Hearing on “The Distortion of EB-5 Targeted Employment Areas: Time to End the Abuse”

April 13, 2016

It is not often that all four leaders of the Senate and House Judiciary Committees sit in the same room, on the same side of an issue. But that is what you are seeing today. Chairman Grassley, Chairman Goodlatte, Ranking Member Conyers and I are committed to bringing much-needed reforms to the EB-5 Regional Center program.

This program was designed to bring jobs to underserved areas, but in reality it has become an unintended boon for some of the wealthiest business districts in the country. The bicameral compromise that all four of us supported last December would have ushered in much needed reforms to improve this program.

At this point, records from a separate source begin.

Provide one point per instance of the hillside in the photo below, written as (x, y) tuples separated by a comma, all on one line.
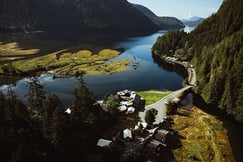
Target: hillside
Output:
[(215, 49), (165, 23), (75, 15), (193, 21)]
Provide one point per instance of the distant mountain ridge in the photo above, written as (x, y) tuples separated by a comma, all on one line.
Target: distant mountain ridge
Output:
[(193, 21), (164, 22), (74, 15), (215, 49)]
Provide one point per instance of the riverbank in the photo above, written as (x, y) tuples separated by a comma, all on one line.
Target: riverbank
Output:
[(190, 68), (202, 136), (63, 63)]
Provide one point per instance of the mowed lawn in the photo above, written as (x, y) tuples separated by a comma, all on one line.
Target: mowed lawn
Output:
[(153, 96)]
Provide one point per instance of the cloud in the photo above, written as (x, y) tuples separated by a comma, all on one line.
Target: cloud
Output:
[(189, 14)]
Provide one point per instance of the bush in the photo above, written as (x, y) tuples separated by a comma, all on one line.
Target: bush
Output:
[(150, 116)]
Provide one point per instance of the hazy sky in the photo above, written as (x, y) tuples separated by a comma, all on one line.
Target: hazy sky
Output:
[(181, 8)]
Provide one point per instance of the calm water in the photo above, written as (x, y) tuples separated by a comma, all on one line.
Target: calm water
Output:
[(148, 75)]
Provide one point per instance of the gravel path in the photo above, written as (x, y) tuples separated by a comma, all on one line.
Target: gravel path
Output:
[(160, 105)]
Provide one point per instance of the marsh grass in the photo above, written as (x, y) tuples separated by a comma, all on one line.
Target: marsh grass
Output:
[(67, 63), (153, 96), (10, 49)]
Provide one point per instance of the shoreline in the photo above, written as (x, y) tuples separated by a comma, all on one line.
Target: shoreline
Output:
[(160, 105)]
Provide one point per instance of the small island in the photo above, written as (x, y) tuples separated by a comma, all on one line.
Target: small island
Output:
[(60, 63)]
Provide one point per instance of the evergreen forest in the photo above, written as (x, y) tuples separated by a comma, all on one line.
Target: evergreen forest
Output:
[(43, 131), (215, 48)]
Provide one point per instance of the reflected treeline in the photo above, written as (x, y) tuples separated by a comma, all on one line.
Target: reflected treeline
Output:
[(7, 80), (171, 67)]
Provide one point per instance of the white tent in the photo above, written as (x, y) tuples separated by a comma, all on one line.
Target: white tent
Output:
[(127, 133), (131, 110), (103, 142), (68, 111)]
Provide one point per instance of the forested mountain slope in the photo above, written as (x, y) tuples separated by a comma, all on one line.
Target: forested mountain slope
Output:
[(75, 15), (165, 23), (215, 48)]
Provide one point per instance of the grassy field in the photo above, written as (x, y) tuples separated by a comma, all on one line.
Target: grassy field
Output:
[(60, 62), (153, 96), (202, 136)]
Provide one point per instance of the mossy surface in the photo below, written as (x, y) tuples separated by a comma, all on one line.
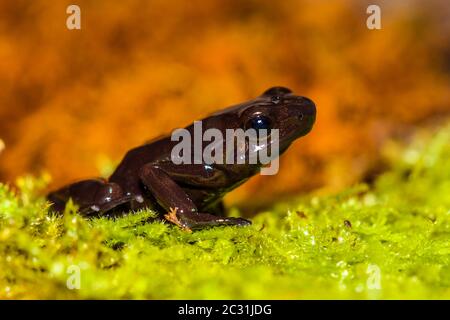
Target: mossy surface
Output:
[(386, 241)]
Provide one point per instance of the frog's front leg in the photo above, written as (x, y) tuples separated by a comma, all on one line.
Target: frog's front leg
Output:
[(182, 210)]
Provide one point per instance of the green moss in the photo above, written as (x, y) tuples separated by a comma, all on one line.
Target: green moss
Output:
[(390, 240)]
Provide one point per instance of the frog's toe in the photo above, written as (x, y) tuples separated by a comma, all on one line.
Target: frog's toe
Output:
[(193, 221)]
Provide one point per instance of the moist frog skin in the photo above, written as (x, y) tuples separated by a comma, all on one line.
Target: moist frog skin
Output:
[(190, 195)]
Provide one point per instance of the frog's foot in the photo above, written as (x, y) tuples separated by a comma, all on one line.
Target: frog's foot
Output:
[(172, 217), (194, 221)]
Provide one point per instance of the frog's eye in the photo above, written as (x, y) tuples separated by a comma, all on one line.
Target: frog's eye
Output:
[(259, 122)]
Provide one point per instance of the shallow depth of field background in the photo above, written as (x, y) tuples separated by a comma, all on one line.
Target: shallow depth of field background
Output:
[(71, 102)]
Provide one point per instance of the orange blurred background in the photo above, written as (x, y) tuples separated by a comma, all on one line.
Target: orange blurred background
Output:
[(71, 100)]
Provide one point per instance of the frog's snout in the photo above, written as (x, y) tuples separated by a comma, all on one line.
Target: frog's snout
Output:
[(305, 112)]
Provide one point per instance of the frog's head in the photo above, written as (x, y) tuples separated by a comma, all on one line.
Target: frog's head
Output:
[(277, 108)]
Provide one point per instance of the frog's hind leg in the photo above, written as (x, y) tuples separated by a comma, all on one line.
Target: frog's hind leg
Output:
[(93, 196)]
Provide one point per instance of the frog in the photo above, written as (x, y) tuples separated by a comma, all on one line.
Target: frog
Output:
[(190, 195)]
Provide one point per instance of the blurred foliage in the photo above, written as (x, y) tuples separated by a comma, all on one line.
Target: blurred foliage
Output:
[(387, 241), (135, 71)]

Our bipartisan proposal included improvements requested by the Department of Homeland Security (DHS). It addressed vulnerabilities and concerns raised by the Government Accountability Office (GAO), DHS Inspector General, and others. And importantly, it would have restored incentives Congress created to promote investment in undercapitalized locations known as “targeted employment areas,” or TEAs.

Newspapers across the country have exposed the abuse of TEAs through gerrymandering. This abuse occurs when wealthy neighborhoods qualify for incentives intended for underserved areas. The Wall Street Journal reported just yesterday that one big-city developer referred to EB-5 financing as “legalized crack cocaine.”  Developers draw TEA maps in any shape necessary to connect an affluent area with enough distressed areas to obtain discounted EB-5 financing. Through manipulation of the EB-5 program, Beverly Hills can be considered just as distressed as Detroit. This practice has been sharply criticized by The Leadership Conference on Civil and Human Rights.       

It has been suggested that the TEA reforms in our bicameral compromise would treat urban areas unfairly. This could not be further from the truth. Our reforms would reserve a relatively small numbers of visas for true urban poor and rural projects. Because investors are reluctant to invest in these distressed areas, our reforms would allow true TEA projects to compete at a slightly reduced investment level. Up to 80 percent of EB-5 investment dollars would continue to flow into urban areas, and much of those funds would be funneled into luxury areas.

Yet our reforms would, for the first time, provide meaningful incentives to invest in true urban poor and rural areas. And these reforms have been supported by the leading industry group, Invest in the USA (IIUSA), which is here today. But even these modest reforms went too far for those who want to continue driving cheap investment to wealthy projects at the expense of rural and urban poor. Despite broad recognition that the program needs reform, Congressional leaders blocked our efforts in December. As Chairman Grassley said at the time, “our House and Senate leadership failed us.”

If this Regional Center program is to continue, it must be reformed. I will not support mere window dressing.  Proposals that do not require transparency and accountability for every EB-5 project are just that. The program is need of a blood transfusion, not a Band-Aid. We know what is needed to repair this program. It is long past time that we fix it.